Un campesino chino se fue a la ciudad para vender la cosecha de arroz y su
mujer le pidió que no se olvidase de traerle un peine. Después de vender su arroz en la ciudad, el campesino se reunió con unos compañeros,
y bebieron y lo celebraron largamente. Después, un poco confuso, en el momento
de regresar, se acordó de que su mujer le había pedido algo, pero ¿qué era? No
lo podía recordar. Entonces compró en una tienda para mujeres lo primero que le
llamó la atención: un espejo. Y regresó al pueblo.
Entregó el regalo a su mujer y se marchó a trabajar sus campos. La mujer se
miró en el espejo y comenzó a llorar desconsoladamente. La madre le preguntó la
razón de aquellas lágrimas.
La mujer le dio el espejo y le dijo:
-Mi marido ha traído a otra mujer, joven y hermosa.

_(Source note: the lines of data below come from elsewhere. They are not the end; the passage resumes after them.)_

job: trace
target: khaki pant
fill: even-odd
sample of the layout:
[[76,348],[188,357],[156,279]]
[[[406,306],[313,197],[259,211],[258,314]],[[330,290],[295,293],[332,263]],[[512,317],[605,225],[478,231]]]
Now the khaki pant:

La madre cogió el espejo, lo miró y le dijo a su hija:
-No tienes de qué preocuparte, es una vieja. (El espejo chino. Anónimo)
La relación
de las personas con su propia imagen es algo complejo y materia de estudio
de muchas disciplinas.
Hay a quien no le gusta mirarse en el espejo o verse en las
fotografías. El paso del tiempo o simplemente la percepción de uno
mismo puede provocar que, a veces, no te reconozcas en la figura que te
devuelven.
Durante el tiempo en que fui concejala de nuestro
ayuntamiento, una de las cosas a las que me costó acostumbrarme, fue el verme
con frecuencia en las fotos o vídeos de los medios de comunicación. Al
principio me obligaba a mirar las imágenes para detectar posibles errores, con el
tiempo me habitué y dejó de resultarme extraño aparecer de vez en cuando en
televisión, prensa o que la gente me dijese que había visto alguna intervención
mía. También conocí a algunos que eran incapaces de mirarse y me decían que nunca se habían
atrevido a contemplar su imagen en una pantalla.

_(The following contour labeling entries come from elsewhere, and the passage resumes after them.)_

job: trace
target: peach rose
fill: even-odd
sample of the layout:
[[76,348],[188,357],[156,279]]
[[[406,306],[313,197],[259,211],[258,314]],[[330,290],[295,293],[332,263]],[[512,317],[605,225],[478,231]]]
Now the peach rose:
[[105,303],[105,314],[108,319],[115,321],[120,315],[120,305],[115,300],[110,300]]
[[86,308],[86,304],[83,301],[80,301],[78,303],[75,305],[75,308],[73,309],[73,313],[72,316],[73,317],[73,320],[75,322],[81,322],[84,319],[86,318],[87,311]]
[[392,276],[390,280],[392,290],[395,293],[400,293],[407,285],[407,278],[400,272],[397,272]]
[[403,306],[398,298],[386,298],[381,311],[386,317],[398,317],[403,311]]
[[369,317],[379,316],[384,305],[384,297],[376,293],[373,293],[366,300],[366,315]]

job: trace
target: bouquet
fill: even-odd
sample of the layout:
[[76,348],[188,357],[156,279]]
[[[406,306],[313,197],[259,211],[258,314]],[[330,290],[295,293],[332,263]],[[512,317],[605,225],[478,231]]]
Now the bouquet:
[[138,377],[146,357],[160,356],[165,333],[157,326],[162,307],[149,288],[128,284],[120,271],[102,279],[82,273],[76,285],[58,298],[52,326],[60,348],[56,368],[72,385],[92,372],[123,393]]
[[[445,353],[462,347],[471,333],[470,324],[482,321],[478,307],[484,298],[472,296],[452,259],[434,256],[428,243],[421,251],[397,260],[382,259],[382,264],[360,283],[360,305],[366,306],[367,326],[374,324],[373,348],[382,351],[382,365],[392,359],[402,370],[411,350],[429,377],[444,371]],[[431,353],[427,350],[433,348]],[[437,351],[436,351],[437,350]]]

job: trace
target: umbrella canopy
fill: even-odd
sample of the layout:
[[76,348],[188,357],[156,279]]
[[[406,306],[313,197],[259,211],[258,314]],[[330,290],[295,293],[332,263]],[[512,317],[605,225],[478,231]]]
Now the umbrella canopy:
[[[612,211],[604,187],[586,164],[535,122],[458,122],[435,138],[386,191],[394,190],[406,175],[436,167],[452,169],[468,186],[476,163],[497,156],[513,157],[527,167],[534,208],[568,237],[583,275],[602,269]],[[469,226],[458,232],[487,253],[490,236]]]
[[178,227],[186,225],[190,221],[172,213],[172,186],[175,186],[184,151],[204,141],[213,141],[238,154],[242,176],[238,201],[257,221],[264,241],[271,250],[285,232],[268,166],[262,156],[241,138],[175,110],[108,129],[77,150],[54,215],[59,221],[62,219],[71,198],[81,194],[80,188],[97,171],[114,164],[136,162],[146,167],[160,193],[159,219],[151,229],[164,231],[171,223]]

Mal que nos pese, vivimos en la época de la imagen,
rodeados (literalmente) de pantallas en las que se refleja lo que pasa en el mundo,
pero también lo cotidiano. Es difícil asistir a un evento, sea de la clase que
sea, cultural, social o familiar en el que no haya cámaras que capturen la
imagen de los asistentes. Imágenes que más tarde veremos compartidas, con más o
menos agrado, en las redes sociales.
A la cuestión de las imágenes compartidas, parece que siempre
hay una vuelta de tuerca más que darle, o eso me parece a mí; me refiero a
cuando se trata de la vida privada. Por poco que se frecuente cualquier red
social, se puede ver, sobre todo a chicos y chicas jóvenes, exponiendo la
parcela de su vida que deberían guardar bajo siete velos.

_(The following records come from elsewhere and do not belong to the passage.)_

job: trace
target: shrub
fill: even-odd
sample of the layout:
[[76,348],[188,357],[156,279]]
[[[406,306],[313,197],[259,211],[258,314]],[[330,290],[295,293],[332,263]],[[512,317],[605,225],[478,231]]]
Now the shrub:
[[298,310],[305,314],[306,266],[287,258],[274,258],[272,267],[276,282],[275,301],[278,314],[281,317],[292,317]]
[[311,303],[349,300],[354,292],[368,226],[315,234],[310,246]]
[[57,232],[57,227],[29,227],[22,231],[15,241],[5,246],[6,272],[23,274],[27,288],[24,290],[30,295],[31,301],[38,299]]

En algunas culturas indígenas no se dejan hacer fotografías
porque creen que cada una que se les hace les roba un pedazo del alma. Quizás lo
que desde nuestro mundo podamos ver como una superstición, tenga cada vez más
razón de ser.
Las nuevas tecnologías están lo suficientemente avanzadas
como para que quien no esté contento con la imagen que ofrece, pueda cambiarla posando
una y mil veces en posturas inverosímiles, para conseguir la apropiada que, posteriormente
podrá modificar, con la ayuda de cualquier programa de los que Internet
suministra, hasta que, algunas veces, la persona no tiene nada que ver con la imagen que le
representa.
Hace poco vi algunos capítulos de una serie que me impactó,
en ella aparecen posibles modificaciones de la apariencia física de las
personas a través de aplicaciones informáticas
“Years and Years”. ¿¿¿¿Imposible????